Johns Hopkins biologists make sense of disordered protein function

The molecules that make the body of a person or any other organism function can be summed up, for the most part, in a word: proteins.

These molecules carry out almost all processes in living organisms, including moving other molecules from one place to another, replicating DNA, conveying genetic information from genes to cells, controlling immune response, driving metabolism, and building muscle. Not all protein molecules are created equal, though, and some are better understood than others.

Now, a team of scientists led by a Johns Hopkins University biologist has cracked a key part of the mystery surrounding a distinct type of protein that emerged less than 30 years ago. The finding, reported in the online journal eLife, could eventually lead to treatments for diseases that range from cancer to neurological disorders.

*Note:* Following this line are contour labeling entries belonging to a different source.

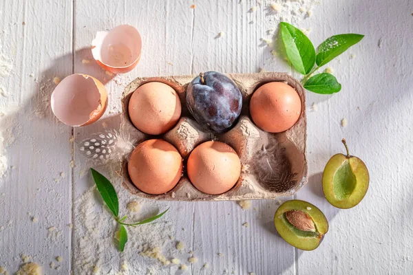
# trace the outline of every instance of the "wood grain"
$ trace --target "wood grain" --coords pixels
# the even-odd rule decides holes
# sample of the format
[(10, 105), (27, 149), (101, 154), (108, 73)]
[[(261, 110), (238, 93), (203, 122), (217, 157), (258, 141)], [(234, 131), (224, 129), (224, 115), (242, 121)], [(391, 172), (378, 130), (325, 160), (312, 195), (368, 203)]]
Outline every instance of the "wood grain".
[[(50, 96), (53, 78), (72, 73), (72, 8), (69, 0), (0, 3), (1, 52), (12, 60), (12, 73), (0, 78), (8, 95), (0, 104), (15, 107), (2, 119), (16, 140), (6, 148), (12, 168), (0, 179), (0, 266), (10, 274), (21, 254), (47, 273), (70, 270), (72, 129), (54, 118)], [(48, 268), (52, 261), (59, 272)]]
[[(255, 6), (255, 12), (248, 12)], [(313, 15), (298, 22), (301, 28), (311, 28), (309, 36), (315, 45), (335, 34), (366, 34), (360, 44), (326, 66), (334, 69), (341, 91), (332, 96), (307, 94), (310, 177), (296, 197), (318, 206), (330, 221), (330, 232), (320, 247), (303, 252), (278, 236), (273, 225), (277, 201), (255, 201), (248, 210), (231, 201), (162, 203), (159, 207), (171, 207), (165, 219), (173, 222), (176, 236), (198, 258), (188, 273), (224, 274), (227, 270), (229, 274), (260, 275), (412, 274), (412, 12), (410, 0), (324, 1), (315, 6)], [(264, 67), (299, 77), (260, 41), (278, 23), (268, 20), (269, 12), (268, 6), (250, 1), (0, 3), (0, 54), (10, 58), (13, 67), (10, 76), (0, 77), (0, 87), (8, 95), (0, 96), (0, 107), (8, 110), (0, 130), (11, 129), (16, 138), (6, 148), (8, 165), (14, 168), (0, 178), (0, 228), (4, 226), (0, 230), (0, 266), (17, 270), (24, 253), (43, 265), (46, 274), (81, 270), (71, 261), (78, 252), (72, 247), (81, 236), (76, 234), (75, 224), (72, 240), (67, 225), (72, 214), (78, 214), (72, 212), (79, 206), (73, 201), (92, 184), (87, 172), (91, 164), (76, 151), (72, 156), (72, 129), (51, 113), (48, 98), (54, 77), (63, 79), (74, 72), (91, 74), (109, 91), (105, 117), (74, 129), (76, 142), (104, 126), (118, 126), (121, 93), (138, 76), (209, 69), (248, 73)], [(96, 31), (123, 23), (140, 32), (142, 59), (129, 74), (108, 75), (92, 60), (90, 44)], [(311, 111), (313, 102), (317, 111)], [(341, 125), (344, 118), (348, 121), (346, 127)], [(330, 206), (321, 189), (326, 162), (343, 151), (342, 138), (351, 153), (365, 161), (371, 177), (365, 199), (347, 210)], [(125, 197), (126, 191), (116, 188)], [(32, 221), (34, 216), (37, 223)], [(248, 228), (242, 226), (245, 222)], [(50, 232), (51, 226), (56, 230)], [(55, 261), (57, 256), (63, 258), (61, 263)], [(105, 267), (118, 267), (121, 257), (116, 254)], [(52, 261), (61, 269), (51, 270)], [(202, 269), (204, 263), (208, 269)], [(159, 274), (182, 273), (177, 267), (161, 268), (140, 256), (136, 263), (142, 267), (139, 270), (145, 270), (143, 274), (151, 267)]]

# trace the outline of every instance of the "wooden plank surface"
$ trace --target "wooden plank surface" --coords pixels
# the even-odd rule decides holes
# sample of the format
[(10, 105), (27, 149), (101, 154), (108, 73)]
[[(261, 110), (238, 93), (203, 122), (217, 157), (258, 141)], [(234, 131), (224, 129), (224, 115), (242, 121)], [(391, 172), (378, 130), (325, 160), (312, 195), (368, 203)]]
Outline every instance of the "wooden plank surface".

A long chain of crimped and tangled protein strands sprawls like a bundle of wires

Image caption: An example of an intrinsically disordered protein in its extended, unfolded state

Image credit: LP Kozlowski

These proteins are called "intrinsically disordered proteins," which make up about 40 percent of all proteins. They constitute the majority of proteins involved in a process called "transcription"—how the instructions in genetic code are conveyed to cells and ultimately body tissues.

It's not clear exactly how errors in transcription affect human health, but it is known that these errors are involved in most cancers, said Vincent Hilser, professor and chair of the Johns Hopkins Department of Biology. He added that it's not possible to say when this new research will translate into improved treatments, but that understanding how these intrinsically disordered proteins work is a critical step toward that.

"It's probably going to be the case that to understand many, if not most, cancers, you're going to have to understand [disordered proteins]," he said.

Until the early 1990s, scientists only knew of "structured" proteins existing as unique shapes that respond when a regulator molecule binds to them, changing their shape and controlling their function. These protein molecules have been compared to origami creations for their ability to fold into a particular shape.

Anything showing up in experiments that did not fit that profile was often dismissed as some problem with the experiment, or an anomalous form that was not biologically significant.

These outliers have since been recognized as a legitimate form of protein, although given a somewhat disparaging name. They don't fold up, they don't assume any unique shape at all other than strands of spaghetti, as Hilser puts it. Hence the "disorder" in the name, as opposed to "structured" proteins—and part of the mystery.

If the structure is the mark of the regulating molecule doing its work—determining protein activity and function—then what to make of proteins that do not do that? What controls the activities of these shapeless strands?

The scientists, nine of whom are from Johns Hopkins and one from the University of Houston, set out to answer that question. They chose for their study a disordered protein taken from human cells called glucocorticoid receptor, which regulates genes that control, among other functions, metabolism and immune system response.

By manipulating segments of the protein in the lab, they were able to show how one portion acts on another, and that the disordered protein creates versions of itself to act almost in place of regulator molecules that govern its activity. The disordered protein uses an activation-repression dynamic—described by Hilser as similar to attracting and repelling magnets—between sections within the disordered chain to regulate its own activities and those of other proteins.

"Our work uncovered the language of how these spaghetti pieces communicate," Hilser said. "We showed that those pieces of spaghetti interact with each other sort of like attracting and repulsing magnets, creating a kind of tug-of-war, and that the body can make different versions of the protein to tune which part wins the tug-of-war."

Yet to be explained, he said, is how the interactions among these proteins and the sub-sections happen and how all this can ultimately be used to treat disorders that emerge when things go awry with these molecules central to almost all life function.